Happy Days at the Young Vic
A woman buried in sand talks about the stuff in her handbag. I liked that you could take a 2 minute slice of the action at any point and get the same glaring, claustrophobic, unforgiving sense of exposure and imprisonment, but I was so knackered that, actually, 2 minutes of it would’ve been quite enough thank you very much. Also, fucking WEIRD curtain call. Fair enough she’s trapped in sand, and probably wearing yesterday’s joggers, newsreader-style, but lack of even a smile or nod or mouthed ‘thank you darlings’ meant that the whole power of the THIS IS THE END NOW moment was lost in awkward audience shuffling. It needed to be a clear actionactionactionactionEND thing. (I’m pretty sure I got that term from Zizek or whatever.)
Martin Creed at the Hayward
Loved this for exactly the same reason that I hate that fucking awful chicken on the fourth plinth. Almost every work is like Harry Enfield art: created by a HILARIOUS Fast Show character called ‘Gallery Wanker’ or something. A huge wall of paintings made with brocolli, paper completely coloured in with one felt tip pen, a film of a woman taking a (constipated if you ask me) dump, a massive outdoor screen showing a looping flaccid-erect-flaccid-erect-flaccid-erect cock. Any one of these works, on its own, would be a chicken-level embarrassment. A whole exhibition of them is like a glorious fuck you to every ‘Gallery Wanker’ in there. He’s laughing at you, not with you.

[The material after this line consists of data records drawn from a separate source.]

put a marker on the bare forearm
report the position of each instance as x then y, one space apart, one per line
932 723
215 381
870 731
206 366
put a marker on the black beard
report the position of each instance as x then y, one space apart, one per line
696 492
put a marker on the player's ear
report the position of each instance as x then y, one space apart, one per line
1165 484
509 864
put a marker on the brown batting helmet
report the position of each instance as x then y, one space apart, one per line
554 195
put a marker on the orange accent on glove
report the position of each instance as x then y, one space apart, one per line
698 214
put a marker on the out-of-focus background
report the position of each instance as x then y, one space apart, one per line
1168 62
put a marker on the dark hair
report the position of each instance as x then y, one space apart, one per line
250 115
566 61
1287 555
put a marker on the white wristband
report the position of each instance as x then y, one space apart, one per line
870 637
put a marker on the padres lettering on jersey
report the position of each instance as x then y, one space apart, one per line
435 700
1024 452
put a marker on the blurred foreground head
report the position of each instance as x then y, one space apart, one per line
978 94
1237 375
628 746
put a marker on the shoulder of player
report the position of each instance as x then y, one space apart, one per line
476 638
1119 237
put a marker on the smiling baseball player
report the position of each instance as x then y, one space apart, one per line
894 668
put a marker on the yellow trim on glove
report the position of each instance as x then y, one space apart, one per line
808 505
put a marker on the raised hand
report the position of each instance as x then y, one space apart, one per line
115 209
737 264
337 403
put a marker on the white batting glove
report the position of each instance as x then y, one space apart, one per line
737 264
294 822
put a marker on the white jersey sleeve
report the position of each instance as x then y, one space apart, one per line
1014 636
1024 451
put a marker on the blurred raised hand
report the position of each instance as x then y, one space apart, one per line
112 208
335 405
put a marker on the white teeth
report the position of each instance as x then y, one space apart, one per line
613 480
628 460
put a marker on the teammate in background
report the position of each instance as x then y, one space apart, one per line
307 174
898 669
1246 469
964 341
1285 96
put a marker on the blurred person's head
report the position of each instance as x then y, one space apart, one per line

Ballad of the Burning Star by Theatre Ad Infinitum
I saw this just last night, and I needed it. I needed to think about something bigger than my own to-do list, and have a good old cry about murdered children and religious persecution. Ballad of the Burning Star is cabaret, drag, mime, history lesson, family saga. Jews and Arabs and faith and ego and glitter. Unlike Happy Days, you can’t half-watch. It wasn’t perfect (turns out I’m now one of those old bastards who complains about performers with a lack of clear diction), but it sucked me out of my own bubble and kicked me in the face before I left. Fucking excellent.
Secret Theatre - Show 4 at Lyric Hammersmith
The first of the Secret Theatre shows that’s been in the Studio space, and it feels like a more appropriate home. The style of these performances requires an intimacy that the main auditorium can’t sustain. This one is based on an old text, which makes it seem a bit wordy and over-long, but Secret Theatre is starting to get those shocking, hold-you-breath visual moments really really right. (That’s all I’ll say about Show 4 because I’m not a dick.)
United Visual Artists at the Barbican
"The new Rain Room" apparently. It’s actually better than Rain Room, because you’re not just walking down the Curve gallery to get to this fucking tourist attraction at the end, you’re experiencing a space that’s been designed to alter your mood, your pace. And it’s powerful. Couples sway gently as their eyes follow the lights, children shut their stupid faces for a minute, everybody slows down. Those slow-shutter images the Barbican are using don’t do it justice. It’s mesmerising, but very gentle. I’ll go back when I get some more breathing space in the coming weeks. It might actually be the thing that helps me get hold of some breathing space to begin with.